In all diesen Jahren hatte er das in Deutschland ungewöhnliche Leben eines Privatgelehrten geführt. Wohl war er schon Mitglied der deutschen Baalbek-Expedition gewesen, aber erst der Krieg brachte ihn in engere Berührung mit der staatlichen Verwaltung. Als mit der Balfour-Deklaration das Judenproblem zu einer offiziellen Frage der auswärtigen Politik geworden war, wurde auch in unserem Auswärtigen Amt ein Referat geschaffen, das die hier liegenden Probleme dauernd beobachten sollte. Auf dieses Referat wurde Sobernheim im Jahre 18 (nicht erst in der Rathenau-Zeit) berufen, da man hier einen Sachkenner des Orients und der europäisch-amerikanischen Judenschaft brauchte, der zugleich ein Mann von Welt war. Damit wurde aus dem freien Gelehrten ein Beamter des Auswärtigen Amts, der Legationsrat-Prosessor hat aber beide Aufgaben miteinander zu verbinden gewusst. Er war ein durch und durch deutsch und national fühlender Mann, aber er besaß die Weite und das Verstehen für die Mannigfaltigkeit der Probleme innerhalb der heutigen deutschen wie außerdeutschen Judenschaft und konnte vermitteln und versöhnen. So stand er hier am richtigen Platz. Daneben aber wirkte er als Präsident der Gesellschaft zur Förderung der Wissenschaft des Judentums und Sekretär der Vorderasiatisch-Ägyptischen Gesellschaft.

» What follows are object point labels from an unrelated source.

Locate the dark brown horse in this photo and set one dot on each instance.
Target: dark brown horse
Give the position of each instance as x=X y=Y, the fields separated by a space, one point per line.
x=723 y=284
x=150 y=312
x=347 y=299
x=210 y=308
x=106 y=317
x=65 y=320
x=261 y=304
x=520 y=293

Sobernheim war nicht im engeren Sinn politisch interessiert, er hatte auch nichts vom asketischen Gelehrtentyp, er war kein Eiferer und kein Rechthaber, aber er war von einer wahren Leidenschaft zum Helfen erfüllt und stellte gern seine ungewöhnliche Energie in den Dienst einer als gut und sinnvoll erkannten Sache. Vor 35 Jahren bin ich ihm als Student in einem Kolleg des Altmeisters Eberhard Schrader zum erstenmal begegnet, später hat er als älterer Kollege mir in Ägypten die Wege geebnet, und wenn unsere Art und Arbeit auch sehr verschieden waren, wir uns auch manchmal in fördernder Kritik gegenüberstanden, immer habe ich die tiefe Loyalität und Treue, die Sachlichkeit und die einzigartige Hilfsbereitschaft dieses Mannes dankbar anerkannt. Dies Leben hatte Sinn und Wert.

 



Info:

Archivsignatur: Nachruf Sobernheim, Berlin, 6. Januar 1933, Politisches Archiv des Auswärtigen Amtes, Sobernheim.
Copyright: Verbreitung und Vervielfältigung nur zu wissenschaftlichen Zwecken.
Zitierweise: Nachruf Sobernheim, Berlin, 6. Januar 1933, in: Viadrina Center B/Orders in Motion (Hrsg.): "Grenzen, Kriege und Kongresse. Die Neuordnung Ostmitteleuropas aus dem Erbe der Imperien, 1917-1923" - Ausgewählte Projektquellen, bearb. von Thomas Rettig. URL: https://www.borders-in-motion.de/de/forschungsprojekte/dreijaehrig/0_grenzen_kriege_kongresse/projektquellen/nachruf-sobernheim-1933 (Zugriff am xx-xx-xxxx)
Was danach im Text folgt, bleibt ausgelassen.